Third, synchronous generalization is performed on the target class to the levels controlled by user- or expert-specified dimension thresholds, forming the prime target class relation. The contrasting class is generalized to the same levels as those in the prime target class relation, forming the prime contrasting class(es) relation, as presented in Table 4.10 and Table 4.11. In comparison with undergraduate students, graduate students tend to be older and have a higher GPA in general.

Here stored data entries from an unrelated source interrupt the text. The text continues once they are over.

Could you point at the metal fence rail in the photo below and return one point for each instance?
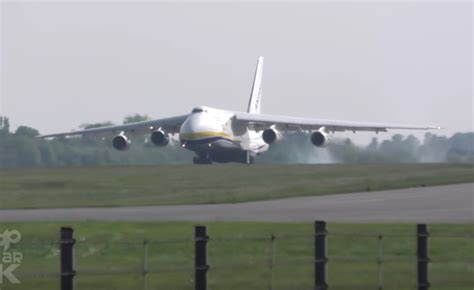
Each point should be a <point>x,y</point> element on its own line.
<point>200,269</point>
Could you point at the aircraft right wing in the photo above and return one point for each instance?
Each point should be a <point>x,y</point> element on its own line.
<point>169,125</point>
<point>286,123</point>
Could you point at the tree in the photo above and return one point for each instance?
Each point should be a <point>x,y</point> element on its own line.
<point>4,126</point>
<point>26,132</point>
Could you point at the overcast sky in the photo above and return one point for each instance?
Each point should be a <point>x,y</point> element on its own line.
<point>64,64</point>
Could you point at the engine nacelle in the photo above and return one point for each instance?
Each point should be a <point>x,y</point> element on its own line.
<point>121,142</point>
<point>271,135</point>
<point>320,138</point>
<point>159,138</point>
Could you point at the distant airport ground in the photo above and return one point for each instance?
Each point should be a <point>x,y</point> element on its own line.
<point>242,255</point>
<point>186,184</point>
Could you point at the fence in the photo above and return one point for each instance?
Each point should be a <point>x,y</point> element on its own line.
<point>319,259</point>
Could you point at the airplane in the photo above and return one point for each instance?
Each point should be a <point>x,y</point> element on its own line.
<point>216,135</point>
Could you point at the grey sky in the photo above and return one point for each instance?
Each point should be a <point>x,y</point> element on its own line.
<point>64,64</point>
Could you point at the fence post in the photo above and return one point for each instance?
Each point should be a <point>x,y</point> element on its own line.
<point>66,244</point>
<point>320,259</point>
<point>200,258</point>
<point>422,256</point>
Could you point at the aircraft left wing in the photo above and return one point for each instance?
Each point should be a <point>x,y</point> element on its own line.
<point>169,125</point>
<point>286,123</point>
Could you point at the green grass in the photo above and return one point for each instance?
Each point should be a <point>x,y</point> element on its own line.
<point>184,184</point>
<point>110,255</point>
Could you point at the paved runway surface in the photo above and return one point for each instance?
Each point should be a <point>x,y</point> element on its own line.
<point>445,204</point>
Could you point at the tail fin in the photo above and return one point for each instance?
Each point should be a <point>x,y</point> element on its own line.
<point>255,101</point>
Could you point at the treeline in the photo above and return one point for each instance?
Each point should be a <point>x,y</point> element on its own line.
<point>21,148</point>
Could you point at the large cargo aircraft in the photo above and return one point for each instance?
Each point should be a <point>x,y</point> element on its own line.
<point>225,136</point>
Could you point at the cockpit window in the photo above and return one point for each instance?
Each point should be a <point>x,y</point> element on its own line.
<point>197,110</point>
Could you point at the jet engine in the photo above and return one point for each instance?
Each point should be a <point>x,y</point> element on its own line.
<point>320,138</point>
<point>271,135</point>
<point>159,138</point>
<point>121,142</point>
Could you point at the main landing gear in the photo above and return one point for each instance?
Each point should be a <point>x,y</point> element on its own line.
<point>202,160</point>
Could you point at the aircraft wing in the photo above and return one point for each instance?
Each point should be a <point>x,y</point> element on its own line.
<point>286,123</point>
<point>169,125</point>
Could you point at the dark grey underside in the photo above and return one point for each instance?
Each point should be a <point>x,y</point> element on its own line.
<point>441,204</point>
<point>217,149</point>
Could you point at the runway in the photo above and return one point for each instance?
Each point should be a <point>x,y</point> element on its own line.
<point>443,204</point>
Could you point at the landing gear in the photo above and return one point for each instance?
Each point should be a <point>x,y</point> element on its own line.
<point>202,160</point>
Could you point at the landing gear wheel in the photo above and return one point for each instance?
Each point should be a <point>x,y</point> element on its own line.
<point>202,160</point>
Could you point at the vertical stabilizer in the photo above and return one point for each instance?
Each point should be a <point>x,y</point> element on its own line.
<point>255,101</point>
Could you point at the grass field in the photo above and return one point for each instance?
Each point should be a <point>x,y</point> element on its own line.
<point>242,256</point>
<point>182,184</point>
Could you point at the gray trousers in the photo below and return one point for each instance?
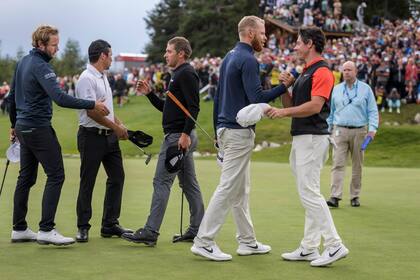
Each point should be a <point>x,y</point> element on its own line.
<point>162,183</point>
<point>232,193</point>
<point>348,141</point>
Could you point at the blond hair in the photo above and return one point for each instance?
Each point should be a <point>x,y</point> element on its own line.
<point>249,22</point>
<point>42,35</point>
<point>181,44</point>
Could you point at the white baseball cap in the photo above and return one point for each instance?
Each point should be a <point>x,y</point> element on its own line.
<point>251,114</point>
<point>13,152</point>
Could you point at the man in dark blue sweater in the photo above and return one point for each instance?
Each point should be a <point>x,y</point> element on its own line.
<point>239,86</point>
<point>33,88</point>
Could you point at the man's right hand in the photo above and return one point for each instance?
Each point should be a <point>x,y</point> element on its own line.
<point>143,87</point>
<point>101,109</point>
<point>121,132</point>
<point>12,135</point>
<point>287,79</point>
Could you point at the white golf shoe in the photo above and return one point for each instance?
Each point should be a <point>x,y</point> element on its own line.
<point>331,255</point>
<point>257,248</point>
<point>53,237</point>
<point>26,235</point>
<point>212,253</point>
<point>301,254</point>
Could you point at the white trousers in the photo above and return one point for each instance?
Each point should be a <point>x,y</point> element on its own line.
<point>307,157</point>
<point>233,189</point>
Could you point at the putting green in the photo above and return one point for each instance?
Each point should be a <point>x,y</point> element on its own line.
<point>382,235</point>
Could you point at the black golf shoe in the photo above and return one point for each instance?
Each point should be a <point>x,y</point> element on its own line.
<point>188,236</point>
<point>144,236</point>
<point>355,202</point>
<point>114,230</point>
<point>333,202</point>
<point>82,235</point>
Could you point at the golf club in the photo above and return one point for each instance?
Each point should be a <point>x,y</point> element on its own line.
<point>186,112</point>
<point>178,237</point>
<point>148,156</point>
<point>4,176</point>
<point>141,140</point>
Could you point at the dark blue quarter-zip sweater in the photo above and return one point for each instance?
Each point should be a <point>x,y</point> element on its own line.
<point>239,85</point>
<point>33,88</point>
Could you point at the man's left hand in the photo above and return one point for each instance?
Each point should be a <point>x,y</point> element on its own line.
<point>184,141</point>
<point>372,134</point>
<point>276,113</point>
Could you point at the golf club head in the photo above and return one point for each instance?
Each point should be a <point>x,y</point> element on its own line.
<point>139,138</point>
<point>182,238</point>
<point>148,158</point>
<point>176,238</point>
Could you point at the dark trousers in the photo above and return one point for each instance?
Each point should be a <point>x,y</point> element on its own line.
<point>162,183</point>
<point>94,149</point>
<point>38,145</point>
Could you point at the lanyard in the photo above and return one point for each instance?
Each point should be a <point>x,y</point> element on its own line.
<point>346,92</point>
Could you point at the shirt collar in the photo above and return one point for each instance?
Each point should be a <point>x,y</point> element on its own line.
<point>352,85</point>
<point>245,46</point>
<point>42,54</point>
<point>180,66</point>
<point>315,60</point>
<point>94,71</point>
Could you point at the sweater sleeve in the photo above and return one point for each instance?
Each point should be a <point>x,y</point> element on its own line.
<point>189,83</point>
<point>11,101</point>
<point>48,81</point>
<point>252,84</point>
<point>156,101</point>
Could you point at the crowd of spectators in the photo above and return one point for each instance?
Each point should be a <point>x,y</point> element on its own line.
<point>387,56</point>
<point>322,13</point>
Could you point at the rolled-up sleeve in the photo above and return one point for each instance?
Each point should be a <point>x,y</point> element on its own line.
<point>48,80</point>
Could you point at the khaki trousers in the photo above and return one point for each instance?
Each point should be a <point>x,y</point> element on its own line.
<point>232,193</point>
<point>347,140</point>
<point>307,157</point>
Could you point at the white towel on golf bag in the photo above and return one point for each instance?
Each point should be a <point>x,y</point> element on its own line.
<point>13,152</point>
<point>251,114</point>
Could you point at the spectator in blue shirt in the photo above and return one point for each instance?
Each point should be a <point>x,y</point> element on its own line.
<point>353,117</point>
<point>239,86</point>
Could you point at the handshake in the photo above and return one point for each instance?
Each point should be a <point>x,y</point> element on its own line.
<point>287,79</point>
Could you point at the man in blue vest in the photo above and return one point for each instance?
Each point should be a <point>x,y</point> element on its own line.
<point>309,108</point>
<point>34,87</point>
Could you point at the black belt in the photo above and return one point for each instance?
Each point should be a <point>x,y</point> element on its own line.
<point>351,127</point>
<point>99,131</point>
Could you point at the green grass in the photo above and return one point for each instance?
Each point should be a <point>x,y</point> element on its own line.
<point>394,145</point>
<point>382,235</point>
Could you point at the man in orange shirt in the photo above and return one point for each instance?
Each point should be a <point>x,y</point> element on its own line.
<point>309,108</point>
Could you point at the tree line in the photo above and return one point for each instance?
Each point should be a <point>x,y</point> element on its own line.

Table 4.10 Prime Generalized Relation for the Target Class (Graduate Students)
majorage_rangegpacount%
Science 21…25 good 5.53
Science 26…30 good 5.02
Science over_30 very good 5.86
… … … …
Business over_30 excellent 4.68
Table 4.11 Prime Generalized Relation for the Contrasting Class (Undergraduate Students)
majorage_rangegpacount%
Science 16…20 fair 5.53
Science 16…20 good 4.53
… … … …
Science 26…30 good 2.32
… … … …
Business over_30 excellent 0.68
Finally, the resulting class comparison is presented in the form of tables, graphs, and/or rules. This visualization includes a contrasting measure (e.g., count% ) that compares the target class and the contrasting class. For example, 5.02% of the graduate students majoring in science are between 26 and 30 years old and have a “good” GPA, while only 2.32% of undergraduates have these same characteristics. Drilling and other OLAP operations may be performed on the target and contrasting classes as deemed necessary by the user in order to adjust the abstraction levels of the final description.
In summary, attribute-oriented induction for data characterization and generalization provides an alternative data generalization method in comparison to the data cube approach. It is not confined to relational data because such an induction can be performed on spatial, multimedia, sequence, and other kinds of data sets. In addition, there is no need to precompute a data cube because generalization can be performed online upon receiving a user's query.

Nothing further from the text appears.